That was actually my dad talking, not a potential Rideshare customer as he lives out of state. And no, we don’t exactly have a license. But we don’t exactly need one.


Most industries today are regulated in one form or another, and ours is no different. Indeed, since Rideshare is trying to bring together several previously separate industries(public transportation, carpooling), we have to be familiar with the regulations for each of them. Today we want to talk a little bit about how those regulations impact our business plan, and what we plan to do to stay on the right side of them.

The regulatory world we find ourselves in does limit our options somewhat. Specifically, the taxi licensing regulations. Although taxi regulation is a state and local matter, thus making it hard to make general statements that are true throughout the United States, a few general principles hold true throughout.


  1. It is illegal to operate a taxi service, or the functional equivalent, without a state license.
  2. These licenses are far fewer in number than the market equilibrium would dictate, producing an acute shortage of point-to-point transportation services
  3. The difference between a carpool/vanpool service and a taxi service is generally defined as the difference between paying a driver to travel to a destination he otherwise would not visit, and one he was already planning to go to before he picked up his passenger.


Point 2 is what makes our business viable. Point 1 is what might make our business harder to operate, and Point 3 is how we plan to avoid any regulatory troubles.



Because of the regulations governing taxi services, Rideshare does not and will never employ professional drivers who are paid to convey people from place to place.

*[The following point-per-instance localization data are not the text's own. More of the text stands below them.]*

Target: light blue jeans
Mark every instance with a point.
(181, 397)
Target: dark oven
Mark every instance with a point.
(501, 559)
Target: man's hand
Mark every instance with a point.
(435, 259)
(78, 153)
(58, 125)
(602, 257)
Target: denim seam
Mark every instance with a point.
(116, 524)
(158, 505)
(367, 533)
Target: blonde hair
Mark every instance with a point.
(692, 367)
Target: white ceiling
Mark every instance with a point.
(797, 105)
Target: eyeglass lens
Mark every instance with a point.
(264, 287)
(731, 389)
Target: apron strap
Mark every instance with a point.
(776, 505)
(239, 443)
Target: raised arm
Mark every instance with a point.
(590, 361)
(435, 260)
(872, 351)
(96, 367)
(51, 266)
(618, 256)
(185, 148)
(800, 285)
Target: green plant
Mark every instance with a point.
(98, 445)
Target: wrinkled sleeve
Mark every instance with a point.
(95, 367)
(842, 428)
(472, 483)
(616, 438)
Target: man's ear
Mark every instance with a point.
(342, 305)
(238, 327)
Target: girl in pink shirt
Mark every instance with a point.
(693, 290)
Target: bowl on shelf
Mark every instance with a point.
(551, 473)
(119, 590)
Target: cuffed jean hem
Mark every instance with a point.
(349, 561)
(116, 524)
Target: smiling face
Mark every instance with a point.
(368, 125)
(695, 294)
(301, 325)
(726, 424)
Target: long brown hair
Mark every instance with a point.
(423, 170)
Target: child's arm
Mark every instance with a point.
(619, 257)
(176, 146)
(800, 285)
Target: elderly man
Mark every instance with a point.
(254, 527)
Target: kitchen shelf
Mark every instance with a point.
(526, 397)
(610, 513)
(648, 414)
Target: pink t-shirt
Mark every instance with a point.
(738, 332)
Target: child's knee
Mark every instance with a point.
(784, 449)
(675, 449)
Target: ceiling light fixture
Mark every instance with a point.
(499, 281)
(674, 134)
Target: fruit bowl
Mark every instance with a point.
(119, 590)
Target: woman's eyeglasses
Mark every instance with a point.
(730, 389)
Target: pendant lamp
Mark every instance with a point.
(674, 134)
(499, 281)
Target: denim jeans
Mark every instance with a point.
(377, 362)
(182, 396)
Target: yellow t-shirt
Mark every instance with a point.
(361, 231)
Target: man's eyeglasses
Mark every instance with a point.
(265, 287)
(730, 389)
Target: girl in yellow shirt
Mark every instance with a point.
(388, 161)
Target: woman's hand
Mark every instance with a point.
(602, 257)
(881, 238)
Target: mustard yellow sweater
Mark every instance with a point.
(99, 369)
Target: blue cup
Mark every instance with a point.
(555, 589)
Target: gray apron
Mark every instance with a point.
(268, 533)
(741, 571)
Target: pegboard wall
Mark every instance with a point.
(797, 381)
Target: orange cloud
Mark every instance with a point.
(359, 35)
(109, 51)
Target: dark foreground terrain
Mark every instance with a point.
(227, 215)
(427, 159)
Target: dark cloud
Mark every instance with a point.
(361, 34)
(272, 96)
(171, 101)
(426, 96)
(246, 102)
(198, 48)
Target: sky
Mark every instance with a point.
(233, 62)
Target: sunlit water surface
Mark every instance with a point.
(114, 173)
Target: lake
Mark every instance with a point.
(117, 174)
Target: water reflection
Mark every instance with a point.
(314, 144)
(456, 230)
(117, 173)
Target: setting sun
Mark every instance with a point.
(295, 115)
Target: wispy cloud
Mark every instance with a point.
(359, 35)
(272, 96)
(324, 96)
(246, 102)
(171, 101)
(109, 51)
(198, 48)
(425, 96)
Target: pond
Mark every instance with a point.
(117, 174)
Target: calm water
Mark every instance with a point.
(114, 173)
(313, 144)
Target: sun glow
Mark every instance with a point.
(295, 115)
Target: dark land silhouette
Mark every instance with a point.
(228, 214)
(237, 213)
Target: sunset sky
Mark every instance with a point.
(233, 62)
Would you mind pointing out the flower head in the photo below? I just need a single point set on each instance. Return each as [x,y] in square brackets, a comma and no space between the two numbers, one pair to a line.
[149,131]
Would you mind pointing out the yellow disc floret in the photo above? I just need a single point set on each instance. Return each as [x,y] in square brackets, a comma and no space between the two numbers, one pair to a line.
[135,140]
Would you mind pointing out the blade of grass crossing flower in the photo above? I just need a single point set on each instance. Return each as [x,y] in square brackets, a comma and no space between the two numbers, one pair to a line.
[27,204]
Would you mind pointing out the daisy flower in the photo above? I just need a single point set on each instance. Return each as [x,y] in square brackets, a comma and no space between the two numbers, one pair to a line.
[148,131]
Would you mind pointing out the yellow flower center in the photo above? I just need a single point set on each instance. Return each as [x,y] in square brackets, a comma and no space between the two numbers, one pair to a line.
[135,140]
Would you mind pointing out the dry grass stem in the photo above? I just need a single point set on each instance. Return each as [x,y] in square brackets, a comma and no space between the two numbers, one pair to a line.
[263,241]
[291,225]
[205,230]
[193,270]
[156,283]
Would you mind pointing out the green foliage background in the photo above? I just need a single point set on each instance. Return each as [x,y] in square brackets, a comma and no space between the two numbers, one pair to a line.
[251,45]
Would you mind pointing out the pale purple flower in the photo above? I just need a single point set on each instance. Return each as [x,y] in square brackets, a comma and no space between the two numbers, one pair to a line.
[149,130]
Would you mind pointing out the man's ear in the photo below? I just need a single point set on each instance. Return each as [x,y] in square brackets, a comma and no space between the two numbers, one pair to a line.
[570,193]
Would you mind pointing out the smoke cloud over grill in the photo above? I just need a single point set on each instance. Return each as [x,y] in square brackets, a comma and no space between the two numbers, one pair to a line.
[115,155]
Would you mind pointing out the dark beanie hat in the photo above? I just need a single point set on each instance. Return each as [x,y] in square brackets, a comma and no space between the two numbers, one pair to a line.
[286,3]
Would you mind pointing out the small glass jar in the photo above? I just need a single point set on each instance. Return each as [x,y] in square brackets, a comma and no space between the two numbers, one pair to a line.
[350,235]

We are a peer-to-peer network that coordinate the activities of members who already intend to travel to a specified location. As such, we are NOT a taxi service, and do not require a license to operate our app. What we do is no different than what thousands of friends, family members, and coworkers do every day. Except that we bring all those small carpools together into one larger service, affording everyone more flexibility and reliability in their carpool.


Public transportation is not so much regulated as it is exclusive. By definition, only the government can provide “public” transportation. But, there is no law saying that other companies cannot provide alternative means of achieving the same ends as public transportation, as long as they don’t fraudulently claim to be a government agency, which of course we don’t. But just in case you somehow thought otherwise, here is an official disclaimer:


“Rideshare is not an official government agency. We are a private company providing a for-profit service in a socially responsible way."


Please remember that we are all stuck in traffic together. We all breathe the same polluted air from millions of vehicle emissions. If we use the fuel that drives us to be good, we can live socially and responsibly through collaborative consumption.

Tuesday, March 27, 2012

Uber Dynamic Pricing


According to some old adage(I’ve no idea which one or where from), stupid men do not learn from their mistakes. Smart men do learn from their mistakes. And Wise Men learn from others mistakes.

Even as a business, we never take pleasure in the travails of a competitor. But I saw the above article today and couldn’t help but feel there is a powerful lesson in there for Rideshare and for all of us in this market.

Rideshare is not the first carpooling web-based service out there.  Among  the more established competitors we have are Zimride, Avego, Ridejoy, and last but not least, Uber.

Uber is a service very similar to ours, except for the fact that it does not have a set price per mile. Rather, it is more of a marketplace, where passengers bid on drivers services to try to get them to pick them up. The driver looks at the highest and closest bids and has the choice of either accepting it or just going home. And like any marketplace, prices fluctuate.

The rather extreme price fluctuations seen over the holidays, where prices as much as tripled, illustrates the emphasis that potential customers of services like ours place on reliability. Too much price volatility can turn customers away from our service as they never know how much they will be charged until they go to book the return trip, and by then they have already left their car at home and are dependent on our service to get them back home no matter the price. Customers will only put themselves in this position if they trust our service to deliver quality service at an affordable and predictable price.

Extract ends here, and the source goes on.